Il est banquier, il vend des actions à ses clients, il les conseille, il gère leur patrimoine. Il a une petite vie bien rangée. C’est bien une vie où chacun est à sa place. La semaine à Nantes, le soir à Vertou et le week-end à Pornichet. Il y a sa femme à la campagne et sa maitresse à la ville. Il a pu s‘acheter une voiture. C’est rare une voiture. Il sait qu’il est un peu riche. Juste assez riche pour se payer des souvenirs. C’est bien le bord de la mer. Le vent est frais. La chaise longue, c’est reposant même si c’est compliqué de la mettre en place. Une fois sur deux, il se pince les doigts. C’est dommage qu’il ait gardé son costume et sa cravate. Mais aujourd’hui il avait envie d’escapade. Quitter le bureau, les papiers accumulés, les clients mécontents et les patrons qui veulent investir. Investir, investir cette drôle d’idée. Ils feraient mieux de placer leurs économies. C’est moins risqué. J’ai bien fait de devenir banquier et de placer mes actions dans la compagnie de chemin de fer. Ah oui, il a eu le nez creux, ce jour-là ! Il en a gagné des clients avec cette idée.
C’est marrant
pourquoi je dis « il » en parlant de moi ? Je ne sais pas
pourquoi les gens raffolent tant des mouettes, ça crie les mouettes, ça
fait du
guano partout, les mouettes. Ce journal, ces mauvaises nouvelles,
pourquoi l’ais-je
emporté ? Le cours de la bourse a baissé aujourd’hui. Comment
va-t-il faire ? Comment dire à ses clients qu’ils sont prêts d’être
ruiné ?
Aucun moyen, ou alors il faudrait poster un télégraphe d’urgence. Et la
poste
est loin. Et il n’a plus l’habitude, c’est sa secrétaire qui fait le
travail
d’habitude. Ce que je veux , c’est racheter la maison de vacances de ma
mère. Je veux retourner au bord de l’eau. Je veux un bateau. Oui c’est
bien ça un bateau.
Avec tout cet argent, je pourrais reprendre la voile, emmener ma femme.
Ou, elle, ma douce maitresse. Ou les deux. Oh, oui c’est ça le rêve :
qu’elles s’entendent
toutes les deux. Qu’elles s’aiment.
Le voilier trace sa route. C’est
un petit voilier, un à sa taille. Cela fait longtemps qu’il n’a pas mené de
voilier, mais il se sent rajeunir à la tête de cet équipage. Ils obéissent
comme les employées de la banque. La mer c’est risquée. Oh, il n’ira que là où
il connait : faire le tour du golfe du Morbihan, le golfe il le connait bien.

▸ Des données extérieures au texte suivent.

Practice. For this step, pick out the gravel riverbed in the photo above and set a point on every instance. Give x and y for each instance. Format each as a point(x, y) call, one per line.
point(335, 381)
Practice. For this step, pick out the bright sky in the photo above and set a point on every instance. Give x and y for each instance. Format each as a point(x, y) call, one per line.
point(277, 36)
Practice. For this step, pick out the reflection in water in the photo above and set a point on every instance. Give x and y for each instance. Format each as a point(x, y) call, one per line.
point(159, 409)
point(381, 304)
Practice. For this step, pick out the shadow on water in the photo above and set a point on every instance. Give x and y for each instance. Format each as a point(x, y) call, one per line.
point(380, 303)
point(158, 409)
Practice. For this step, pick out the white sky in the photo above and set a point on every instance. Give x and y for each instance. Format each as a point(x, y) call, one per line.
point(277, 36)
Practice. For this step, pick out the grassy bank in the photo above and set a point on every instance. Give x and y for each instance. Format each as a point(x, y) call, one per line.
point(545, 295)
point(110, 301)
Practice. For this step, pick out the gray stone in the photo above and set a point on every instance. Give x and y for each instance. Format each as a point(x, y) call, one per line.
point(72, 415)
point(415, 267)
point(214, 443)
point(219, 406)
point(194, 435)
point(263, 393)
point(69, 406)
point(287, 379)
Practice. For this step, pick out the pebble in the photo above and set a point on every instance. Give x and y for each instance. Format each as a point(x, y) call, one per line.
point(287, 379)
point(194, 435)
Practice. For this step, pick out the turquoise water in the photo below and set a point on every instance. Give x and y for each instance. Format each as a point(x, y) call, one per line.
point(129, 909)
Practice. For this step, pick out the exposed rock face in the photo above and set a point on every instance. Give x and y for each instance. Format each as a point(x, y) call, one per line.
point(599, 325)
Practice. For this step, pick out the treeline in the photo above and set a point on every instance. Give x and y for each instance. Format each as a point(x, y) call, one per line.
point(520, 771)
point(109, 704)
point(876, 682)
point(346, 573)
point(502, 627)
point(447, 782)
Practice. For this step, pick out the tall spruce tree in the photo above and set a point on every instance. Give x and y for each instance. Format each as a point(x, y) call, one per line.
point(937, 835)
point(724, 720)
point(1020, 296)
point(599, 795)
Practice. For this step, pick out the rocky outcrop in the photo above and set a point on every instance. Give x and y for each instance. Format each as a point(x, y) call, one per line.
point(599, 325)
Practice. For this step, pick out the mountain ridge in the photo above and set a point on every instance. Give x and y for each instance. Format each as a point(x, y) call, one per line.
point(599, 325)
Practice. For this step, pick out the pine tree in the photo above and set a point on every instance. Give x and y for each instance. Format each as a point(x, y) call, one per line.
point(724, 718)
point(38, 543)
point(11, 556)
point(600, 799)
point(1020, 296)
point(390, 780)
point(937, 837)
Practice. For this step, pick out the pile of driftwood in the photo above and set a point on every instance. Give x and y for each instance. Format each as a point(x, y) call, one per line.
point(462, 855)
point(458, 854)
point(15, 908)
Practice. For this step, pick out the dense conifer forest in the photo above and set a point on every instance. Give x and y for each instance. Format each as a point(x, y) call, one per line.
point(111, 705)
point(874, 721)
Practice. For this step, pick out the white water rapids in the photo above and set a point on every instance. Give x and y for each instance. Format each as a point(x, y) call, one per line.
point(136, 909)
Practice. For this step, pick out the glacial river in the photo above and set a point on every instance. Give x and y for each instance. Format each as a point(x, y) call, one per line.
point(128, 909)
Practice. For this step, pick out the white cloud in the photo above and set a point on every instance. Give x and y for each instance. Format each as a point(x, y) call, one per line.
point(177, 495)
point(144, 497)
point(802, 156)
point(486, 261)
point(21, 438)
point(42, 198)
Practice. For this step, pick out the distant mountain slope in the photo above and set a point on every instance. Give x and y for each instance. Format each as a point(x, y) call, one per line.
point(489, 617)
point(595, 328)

Par cœur même. Là, face à lui, elle, magnifique, si belle. Assise sur un rocher
gris, elle porte son chapeau cloche et sa longue jupe orangée, ou marron. Il ne
saurait pas le dire. C’est énervant, il aime la précision. Il écarquille les
yeux pour mieux voir, il ne voit que le ciel et du blanc cotonneux.
Garde les yeux
fermés pour voir ta belle. Garde les yeux fermés. C’est ta femme, tu
reconnais
son sourire et ses yeux doux. Mais les jambes, c’est le galbe d’elle. Ce
sont ses jambes à elle et ses talons. Elle est assise les mains sous les
genoux, et avec négligence, elle laisse les pans de sa jupe découvrir
ses
cuisses. Il est à côté d’elle. Il va poser la main sur sa peau douce
quand
Monsieur Duchemin veut ses titres, tout de suite ! Il les réclame en
hurlant et elle lui sourit.
Ils sont dans la chambre. Une belle chambre avec vue sur la mer. Il
entend les
vagues. Il veut lui ôter son chapeau et c’est sa poitrine qui apparait.
Le vent se lève, les emporte, elle est sa femme. Il veut la voir mieux
et quand
il écarquille les yeux, il voit le bleu du ciel et le blanc des nuages.
Il veut
la voir de plus près, il fait border l’écoute pour prendre à la vague
contre, il veut la
voir, il fait choquer et l’eau surgit dans le bateau. Je suis un marin
d’eau
douce ! Je suis un raté. J’ai les pieds mouillés, les marins ne
mouillent que
dans les critiques. Il ouvre les yeux. Le ciel est bleu, les nuages
blancs
cotonneux. Où suis-je ?
Mes chaussures ! Mes
nouvelles chaussures que j’ai faites venir de Paris à prix d’or. Je suis
stupide ! M’endormir et me laisser prendre par la marée ! J’aurais dû
rester au bureau, faire l’offre à Monsieur Durand, et demander à la
secrétaire
d’envoyer le télégraphe à mes clients. Et si je me mouillais pour de bon
?
***
Monologue d'après une photo. Écrit en trois quart d'heure.